Other nonspecific constitutional symptoms of infection, such as chills, sweats, cough, headache, malaise, nausea, myalgias, and arthralgias are less common accompanying symptoms and may be noted in approximately 20% to 40% of patients. In more protracted subacute cases of IE, symptoms and signs such as anorexia, weight loss, weakness, arthralgias, and abdominal pain may also occur in 5% to 30% of patients, misleading the clinician to pursue incorrect diagnoses such as malignancy, connective tissue disease, or other chronic infection or systemic inflammatory disorder.

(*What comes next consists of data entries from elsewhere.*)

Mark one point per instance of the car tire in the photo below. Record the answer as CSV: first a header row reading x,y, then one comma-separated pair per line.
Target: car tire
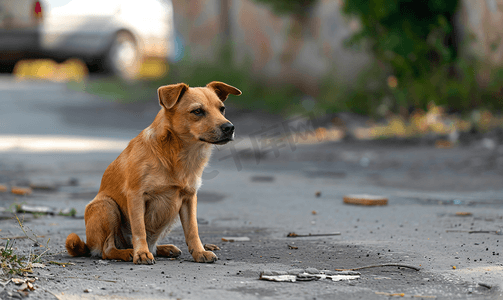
x,y
123,58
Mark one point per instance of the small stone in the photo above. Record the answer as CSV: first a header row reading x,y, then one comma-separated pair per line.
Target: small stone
x,y
312,271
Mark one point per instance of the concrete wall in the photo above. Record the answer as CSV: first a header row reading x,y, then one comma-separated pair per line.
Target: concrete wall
x,y
482,24
313,50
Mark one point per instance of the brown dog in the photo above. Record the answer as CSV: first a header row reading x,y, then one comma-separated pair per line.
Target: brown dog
x,y
155,179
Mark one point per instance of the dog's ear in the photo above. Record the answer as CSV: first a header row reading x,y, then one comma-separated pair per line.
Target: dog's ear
x,y
169,94
223,89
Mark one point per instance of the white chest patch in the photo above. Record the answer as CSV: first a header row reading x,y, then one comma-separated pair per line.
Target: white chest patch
x,y
197,184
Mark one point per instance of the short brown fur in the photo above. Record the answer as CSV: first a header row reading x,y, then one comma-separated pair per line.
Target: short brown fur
x,y
156,178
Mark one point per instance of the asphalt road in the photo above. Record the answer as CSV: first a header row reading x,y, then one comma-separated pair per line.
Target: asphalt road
x,y
261,191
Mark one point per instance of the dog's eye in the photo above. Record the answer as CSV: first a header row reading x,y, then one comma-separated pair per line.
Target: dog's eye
x,y
198,112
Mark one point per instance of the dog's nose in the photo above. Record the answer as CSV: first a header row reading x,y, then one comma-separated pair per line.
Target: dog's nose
x,y
227,128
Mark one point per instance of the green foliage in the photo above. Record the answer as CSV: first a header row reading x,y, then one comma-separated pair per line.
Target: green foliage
x,y
408,35
285,7
412,42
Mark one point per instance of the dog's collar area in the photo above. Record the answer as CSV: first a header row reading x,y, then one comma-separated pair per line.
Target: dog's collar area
x,y
219,142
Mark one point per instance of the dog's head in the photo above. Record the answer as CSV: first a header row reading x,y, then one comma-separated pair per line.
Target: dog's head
x,y
198,113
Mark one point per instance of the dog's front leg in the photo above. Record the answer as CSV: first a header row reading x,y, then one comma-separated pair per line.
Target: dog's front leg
x,y
188,217
136,210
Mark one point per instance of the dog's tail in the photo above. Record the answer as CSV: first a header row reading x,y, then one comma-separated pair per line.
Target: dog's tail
x,y
75,246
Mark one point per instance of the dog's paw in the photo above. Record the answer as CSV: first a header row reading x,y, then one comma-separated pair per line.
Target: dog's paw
x,y
168,251
211,247
204,257
143,258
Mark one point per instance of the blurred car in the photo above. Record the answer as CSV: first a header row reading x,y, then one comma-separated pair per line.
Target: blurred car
x,y
112,36
20,22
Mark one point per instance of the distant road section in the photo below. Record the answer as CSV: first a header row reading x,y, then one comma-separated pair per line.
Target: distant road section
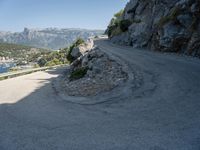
x,y
163,114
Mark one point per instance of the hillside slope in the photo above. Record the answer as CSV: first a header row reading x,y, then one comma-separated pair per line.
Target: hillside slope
x,y
167,25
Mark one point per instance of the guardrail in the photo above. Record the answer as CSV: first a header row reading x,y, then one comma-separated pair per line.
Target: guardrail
x,y
9,75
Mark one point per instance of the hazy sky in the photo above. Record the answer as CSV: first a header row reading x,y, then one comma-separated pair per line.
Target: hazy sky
x,y
90,14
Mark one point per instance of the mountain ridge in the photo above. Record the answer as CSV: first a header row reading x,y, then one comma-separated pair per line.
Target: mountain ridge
x,y
51,38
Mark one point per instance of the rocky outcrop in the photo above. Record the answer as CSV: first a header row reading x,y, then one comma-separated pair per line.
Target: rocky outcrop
x,y
92,73
51,38
164,25
82,49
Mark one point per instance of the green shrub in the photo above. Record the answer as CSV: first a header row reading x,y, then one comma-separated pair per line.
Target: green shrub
x,y
78,73
78,42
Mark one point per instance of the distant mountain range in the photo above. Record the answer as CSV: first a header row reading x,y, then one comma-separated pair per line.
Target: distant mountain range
x,y
51,38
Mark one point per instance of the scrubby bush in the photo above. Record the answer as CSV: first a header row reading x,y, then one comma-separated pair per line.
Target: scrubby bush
x,y
78,42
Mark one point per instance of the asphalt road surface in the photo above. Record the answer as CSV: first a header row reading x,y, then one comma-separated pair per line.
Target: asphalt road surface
x,y
163,114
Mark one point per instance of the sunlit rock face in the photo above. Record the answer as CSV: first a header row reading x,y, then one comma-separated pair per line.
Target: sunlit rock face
x,y
51,38
164,25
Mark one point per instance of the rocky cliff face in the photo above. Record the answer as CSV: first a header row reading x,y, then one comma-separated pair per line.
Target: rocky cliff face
x,y
164,25
52,38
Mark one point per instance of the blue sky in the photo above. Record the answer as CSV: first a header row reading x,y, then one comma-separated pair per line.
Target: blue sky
x,y
89,14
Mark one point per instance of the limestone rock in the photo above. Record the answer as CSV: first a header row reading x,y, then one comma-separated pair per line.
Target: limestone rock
x,y
165,25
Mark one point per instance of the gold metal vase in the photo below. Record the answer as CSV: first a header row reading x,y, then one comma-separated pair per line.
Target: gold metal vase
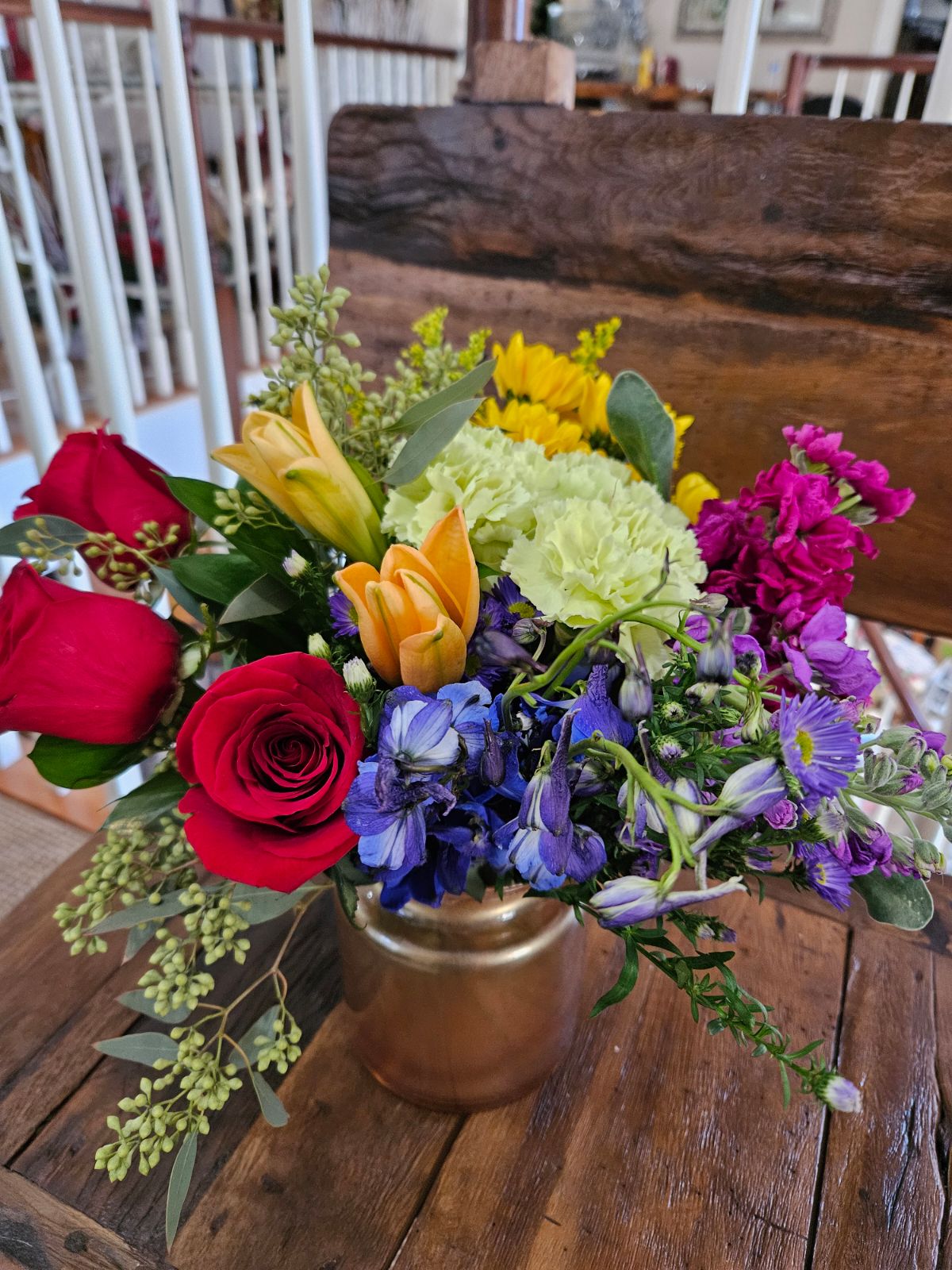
x,y
463,1006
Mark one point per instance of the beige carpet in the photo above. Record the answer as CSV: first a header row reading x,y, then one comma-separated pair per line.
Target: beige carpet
x,y
32,844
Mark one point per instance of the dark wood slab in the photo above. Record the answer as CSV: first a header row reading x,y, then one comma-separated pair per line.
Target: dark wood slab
x,y
653,1145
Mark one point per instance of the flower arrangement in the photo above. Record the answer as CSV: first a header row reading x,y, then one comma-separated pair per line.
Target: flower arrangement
x,y
447,643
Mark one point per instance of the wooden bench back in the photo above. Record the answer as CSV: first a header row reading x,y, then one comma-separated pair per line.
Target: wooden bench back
x,y
767,271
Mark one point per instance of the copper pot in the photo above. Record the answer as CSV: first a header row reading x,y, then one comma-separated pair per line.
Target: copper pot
x,y
463,1006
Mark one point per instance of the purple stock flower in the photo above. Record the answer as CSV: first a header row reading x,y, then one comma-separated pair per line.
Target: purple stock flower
x,y
819,746
820,653
628,901
343,616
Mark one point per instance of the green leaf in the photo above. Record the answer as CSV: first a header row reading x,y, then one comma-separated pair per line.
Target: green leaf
x,y
628,978
264,597
272,1106
643,429
262,1026
896,901
372,488
267,905
159,795
145,1048
75,765
429,440
144,1005
179,594
171,906
469,385
54,526
216,577
179,1183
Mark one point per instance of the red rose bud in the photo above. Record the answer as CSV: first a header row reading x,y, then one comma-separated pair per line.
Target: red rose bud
x,y
106,487
86,667
272,752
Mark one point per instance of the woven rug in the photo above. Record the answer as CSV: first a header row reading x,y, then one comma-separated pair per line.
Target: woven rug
x,y
32,844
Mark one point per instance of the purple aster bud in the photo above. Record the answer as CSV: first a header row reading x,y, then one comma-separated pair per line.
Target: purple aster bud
x,y
635,696
493,762
497,648
839,1094
715,662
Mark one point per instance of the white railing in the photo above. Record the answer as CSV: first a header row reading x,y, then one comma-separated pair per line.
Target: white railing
x,y
186,126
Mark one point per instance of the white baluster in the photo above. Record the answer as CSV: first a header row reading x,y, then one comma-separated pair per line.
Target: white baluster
x,y
194,233
939,102
141,247
61,372
839,92
306,137
35,412
257,201
736,61
90,262
103,211
175,272
276,159
903,97
236,214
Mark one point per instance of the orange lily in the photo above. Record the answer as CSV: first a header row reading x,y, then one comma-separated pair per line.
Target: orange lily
x,y
418,613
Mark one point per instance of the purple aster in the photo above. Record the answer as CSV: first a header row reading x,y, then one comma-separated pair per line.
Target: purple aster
x,y
819,746
825,874
343,616
820,653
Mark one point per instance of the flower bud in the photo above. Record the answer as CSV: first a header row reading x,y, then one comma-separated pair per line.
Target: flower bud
x,y
359,679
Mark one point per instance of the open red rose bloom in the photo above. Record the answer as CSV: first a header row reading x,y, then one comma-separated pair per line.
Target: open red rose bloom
x,y
272,749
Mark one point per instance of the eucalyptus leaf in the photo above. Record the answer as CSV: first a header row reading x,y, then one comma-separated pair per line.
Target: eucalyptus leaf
x,y
52,526
429,440
159,795
146,1048
264,597
171,906
144,1005
179,1183
896,901
76,765
272,1106
643,429
469,385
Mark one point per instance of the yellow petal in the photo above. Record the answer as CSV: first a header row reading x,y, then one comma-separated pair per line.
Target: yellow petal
x,y
431,660
447,548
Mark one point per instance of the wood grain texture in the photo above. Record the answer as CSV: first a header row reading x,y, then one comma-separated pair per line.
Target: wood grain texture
x,y
40,1233
774,214
744,375
600,1168
882,1200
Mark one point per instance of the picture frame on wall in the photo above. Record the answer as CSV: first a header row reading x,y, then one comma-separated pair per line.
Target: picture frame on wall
x,y
781,19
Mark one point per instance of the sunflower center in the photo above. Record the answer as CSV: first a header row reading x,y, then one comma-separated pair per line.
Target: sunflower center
x,y
805,743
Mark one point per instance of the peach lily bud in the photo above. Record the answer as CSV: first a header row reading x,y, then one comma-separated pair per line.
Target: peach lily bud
x,y
418,613
298,467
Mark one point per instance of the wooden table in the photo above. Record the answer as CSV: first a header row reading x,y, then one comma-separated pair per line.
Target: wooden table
x,y
653,1146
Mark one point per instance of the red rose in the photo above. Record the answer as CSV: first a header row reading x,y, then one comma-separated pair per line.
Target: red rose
x,y
272,749
94,668
106,487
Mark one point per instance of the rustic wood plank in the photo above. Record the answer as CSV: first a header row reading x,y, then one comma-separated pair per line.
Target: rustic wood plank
x,y
882,1199
777,214
342,1184
654,1145
44,986
40,1233
744,375
60,1159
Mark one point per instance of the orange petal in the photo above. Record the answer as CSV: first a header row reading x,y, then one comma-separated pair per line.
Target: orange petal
x,y
447,548
433,658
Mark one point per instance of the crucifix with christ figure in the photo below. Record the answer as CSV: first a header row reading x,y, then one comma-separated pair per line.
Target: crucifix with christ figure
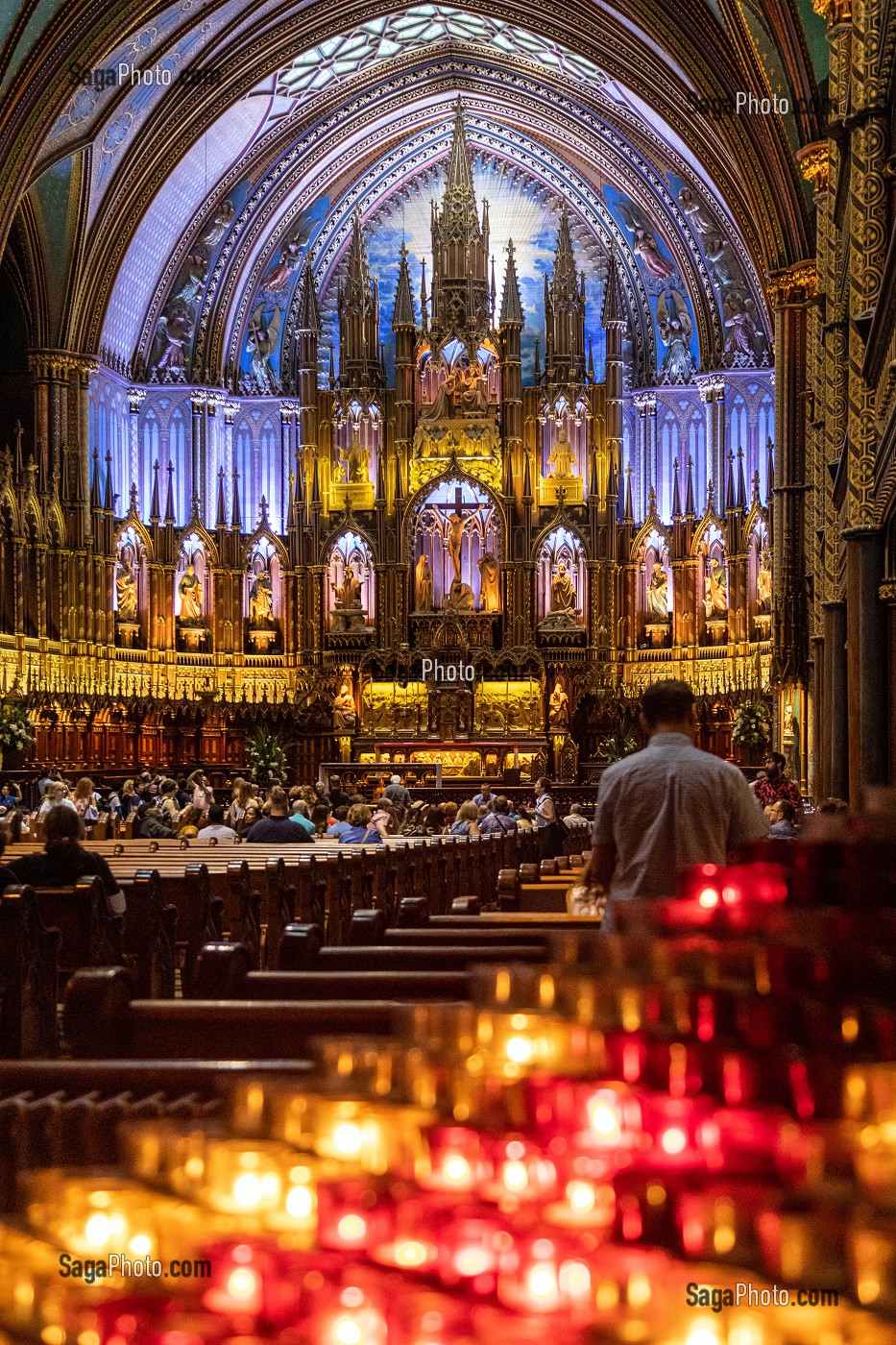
x,y
458,526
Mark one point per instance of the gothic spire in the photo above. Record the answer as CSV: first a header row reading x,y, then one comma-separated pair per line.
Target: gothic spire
x,y
509,477
221,521
741,481
689,497
170,513
96,498
308,311
358,309
154,504
459,208
729,484
512,311
613,311
402,313
109,501
235,522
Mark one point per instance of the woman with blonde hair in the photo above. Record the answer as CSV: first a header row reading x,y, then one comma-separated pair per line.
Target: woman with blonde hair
x,y
56,796
467,820
240,802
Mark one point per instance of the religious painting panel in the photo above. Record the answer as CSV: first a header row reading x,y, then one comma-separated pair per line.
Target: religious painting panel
x,y
512,708
714,585
356,444
130,587
262,598
655,591
564,451
395,710
349,585
560,580
193,592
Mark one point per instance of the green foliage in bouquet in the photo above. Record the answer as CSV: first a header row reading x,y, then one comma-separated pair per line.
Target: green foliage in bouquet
x,y
267,756
15,729
751,725
620,743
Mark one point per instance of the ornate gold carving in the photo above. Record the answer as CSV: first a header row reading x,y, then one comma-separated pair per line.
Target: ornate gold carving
x,y
814,164
792,285
835,11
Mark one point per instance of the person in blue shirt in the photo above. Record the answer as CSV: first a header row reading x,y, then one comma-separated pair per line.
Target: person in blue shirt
x,y
359,826
299,813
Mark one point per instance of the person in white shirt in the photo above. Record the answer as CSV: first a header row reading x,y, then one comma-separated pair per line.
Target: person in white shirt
x,y
667,807
576,819
56,795
215,826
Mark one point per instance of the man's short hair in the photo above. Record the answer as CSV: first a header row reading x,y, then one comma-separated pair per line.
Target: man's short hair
x,y
668,701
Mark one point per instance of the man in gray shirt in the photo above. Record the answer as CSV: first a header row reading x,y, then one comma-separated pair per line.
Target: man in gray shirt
x,y
667,807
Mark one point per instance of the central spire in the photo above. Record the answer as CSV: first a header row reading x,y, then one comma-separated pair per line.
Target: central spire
x,y
460,296
459,206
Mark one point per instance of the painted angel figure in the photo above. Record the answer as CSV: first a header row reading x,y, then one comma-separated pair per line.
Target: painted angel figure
x,y
675,329
278,278
694,210
261,342
195,278
174,332
220,225
742,332
644,242
718,258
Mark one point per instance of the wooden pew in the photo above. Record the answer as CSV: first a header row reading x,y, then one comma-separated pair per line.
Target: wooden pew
x,y
150,935
29,978
89,934
224,972
103,1021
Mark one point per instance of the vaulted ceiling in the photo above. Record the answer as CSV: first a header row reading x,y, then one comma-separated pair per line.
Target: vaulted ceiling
x,y
110,194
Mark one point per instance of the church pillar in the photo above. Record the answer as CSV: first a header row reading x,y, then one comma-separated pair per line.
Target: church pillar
x,y
136,397
646,447
886,595
866,659
835,772
228,459
712,393
790,293
869,116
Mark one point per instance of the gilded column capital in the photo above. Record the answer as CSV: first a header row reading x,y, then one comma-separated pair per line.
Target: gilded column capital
x,y
835,11
814,163
792,285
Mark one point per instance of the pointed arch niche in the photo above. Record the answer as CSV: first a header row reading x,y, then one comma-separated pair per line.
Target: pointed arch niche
x,y
655,595
456,528
349,551
561,548
193,592
130,587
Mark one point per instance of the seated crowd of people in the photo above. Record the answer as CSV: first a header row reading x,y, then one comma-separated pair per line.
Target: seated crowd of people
x,y
160,807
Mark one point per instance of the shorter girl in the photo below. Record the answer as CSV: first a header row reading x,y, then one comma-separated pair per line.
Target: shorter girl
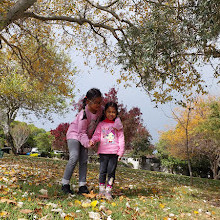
x,y
110,150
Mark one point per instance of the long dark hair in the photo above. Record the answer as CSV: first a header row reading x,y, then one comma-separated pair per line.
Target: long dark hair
x,y
91,94
107,105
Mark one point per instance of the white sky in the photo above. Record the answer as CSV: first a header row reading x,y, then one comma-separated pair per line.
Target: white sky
x,y
155,119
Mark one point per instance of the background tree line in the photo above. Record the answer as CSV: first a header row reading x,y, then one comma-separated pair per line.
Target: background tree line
x,y
203,136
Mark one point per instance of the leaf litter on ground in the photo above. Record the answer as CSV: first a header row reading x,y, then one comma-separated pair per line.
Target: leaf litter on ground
x,y
30,188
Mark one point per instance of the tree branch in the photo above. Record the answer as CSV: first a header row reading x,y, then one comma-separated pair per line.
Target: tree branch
x,y
79,21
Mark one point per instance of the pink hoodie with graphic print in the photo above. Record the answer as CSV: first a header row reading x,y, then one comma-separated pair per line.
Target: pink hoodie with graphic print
x,y
111,139
82,130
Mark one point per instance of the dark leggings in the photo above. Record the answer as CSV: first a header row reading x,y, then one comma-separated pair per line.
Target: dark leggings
x,y
108,164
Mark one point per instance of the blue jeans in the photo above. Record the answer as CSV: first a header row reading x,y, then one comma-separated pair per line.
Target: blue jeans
x,y
108,164
76,153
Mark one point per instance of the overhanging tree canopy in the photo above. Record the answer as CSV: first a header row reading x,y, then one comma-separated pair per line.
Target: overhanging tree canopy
x,y
159,42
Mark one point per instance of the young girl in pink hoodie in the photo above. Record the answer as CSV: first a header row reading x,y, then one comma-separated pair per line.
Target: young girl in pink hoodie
x,y
110,150
78,134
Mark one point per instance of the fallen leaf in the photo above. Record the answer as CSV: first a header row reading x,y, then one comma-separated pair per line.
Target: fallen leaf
x,y
9,201
94,215
4,214
91,195
26,211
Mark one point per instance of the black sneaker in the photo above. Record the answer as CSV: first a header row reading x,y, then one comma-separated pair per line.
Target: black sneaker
x,y
83,189
66,189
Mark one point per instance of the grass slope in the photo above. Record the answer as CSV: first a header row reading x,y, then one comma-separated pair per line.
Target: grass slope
x,y
30,189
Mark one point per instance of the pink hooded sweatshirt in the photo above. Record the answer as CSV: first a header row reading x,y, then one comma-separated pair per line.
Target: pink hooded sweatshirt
x,y
111,139
82,130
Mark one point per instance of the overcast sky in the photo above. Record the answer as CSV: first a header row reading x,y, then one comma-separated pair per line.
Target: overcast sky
x,y
155,119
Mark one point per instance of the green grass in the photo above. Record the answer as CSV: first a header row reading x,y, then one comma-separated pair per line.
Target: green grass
x,y
138,194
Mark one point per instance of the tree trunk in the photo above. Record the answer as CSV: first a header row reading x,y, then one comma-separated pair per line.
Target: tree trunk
x,y
10,143
188,158
215,167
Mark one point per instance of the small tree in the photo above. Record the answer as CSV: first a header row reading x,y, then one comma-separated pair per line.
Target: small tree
x,y
59,141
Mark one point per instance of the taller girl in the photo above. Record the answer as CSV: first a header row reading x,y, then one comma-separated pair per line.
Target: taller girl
x,y
78,135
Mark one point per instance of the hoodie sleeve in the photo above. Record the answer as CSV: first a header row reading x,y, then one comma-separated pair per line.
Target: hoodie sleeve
x,y
118,124
121,141
97,134
82,131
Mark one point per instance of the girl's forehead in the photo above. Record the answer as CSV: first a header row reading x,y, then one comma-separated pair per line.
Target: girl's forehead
x,y
111,108
97,98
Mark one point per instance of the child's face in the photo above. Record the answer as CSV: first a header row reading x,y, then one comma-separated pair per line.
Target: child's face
x,y
110,113
94,104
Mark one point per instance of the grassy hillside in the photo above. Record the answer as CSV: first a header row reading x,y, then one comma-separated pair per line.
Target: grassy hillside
x,y
30,189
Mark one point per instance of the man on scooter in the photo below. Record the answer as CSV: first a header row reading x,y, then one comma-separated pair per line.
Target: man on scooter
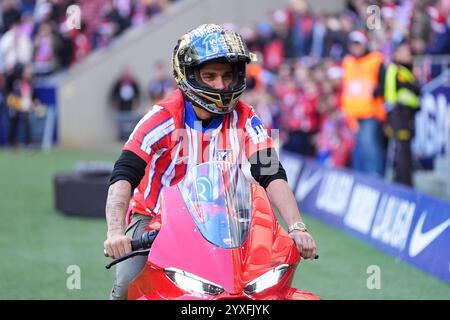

Symptoms of dyspnea are important to recognize because they may be indicative of a severe hemodynamic lesion, usually left-sided valvular regurgitation. Associated symptoms of orthopnea and paroxysmal nocturnal dyspnea herald the onset of heart failure. Early recognition of heart failure symptoms is imperative, as it is the most common complication of IE, has the greatest impact on prognosis, is the most frequent indication for surgical intervention, and is the most important predictor of poor outcome with surgical therapy for IE.²² Heart failure complicates the course of approximately 30% to 50% of patients with IE⁸^,¹⁶^,²³^,²⁴ and even with early surgical intervention, still doubles in-hospital mortality to nearly 25%.²⁴

A variety of chest pain syndromes can accompany IE. Pleuritic chest pain may result from septic pulmonary embolization and infarction complicating tricuspid IE. Much less common is angina pectoris related to embolization of vegetation fragments into the coronary circulation, which complicates IE in approximately 1% of the cases.²⁵ Musculoskeletal chest symptoms related to systemic infection or superimposed infectious pneumonitis also would be in the differential diagnosis.

Physical Examination

Potential findings on physical examination are delineated in Table 64-2. These data are approximated from both older and more recently reported clinical series.⁸^,¹⁶^,¹⁹^,²²^–²⁴ A definite murmur is audible in at least 80% of patients on presentation, particularly with left-sided IE. In the large International Collaboration on Endocarditis–Prospective Cohort Study (ICE-PCS), the murmur was new in almost 50% of the patients.⁸ The same cohort study found that worsening of a preexisting murmur occurred in 20% of cases. The presence of a new heart murmur also is noted more frequently in patients with IE complicated by heart failure,²² and an S₃ gallop and pulmonary rales would further substantiate this diagnosis. Murmurs are detected in less than half of patients with IE complicating an implanted cardiac device²⁰ and are uncommonly heard in patients with right-sided IE. Heart murmurs associated with acute IE complicated by extensive left-sided valvular destruction with acute, severe regurgitation may also be deceptively unimpressive owing to the nature of the decompensated hemodynamics in these unstable patients. Precipitous heart failure, pulmonary edema, and cardiogenic shock are most often associated with severe acute aortic regurgitation associated with IE, less so by severe acute mitral regurgitation. Severe tricuspid regurgitation, even as an acute complication of IE, is far better tolerated.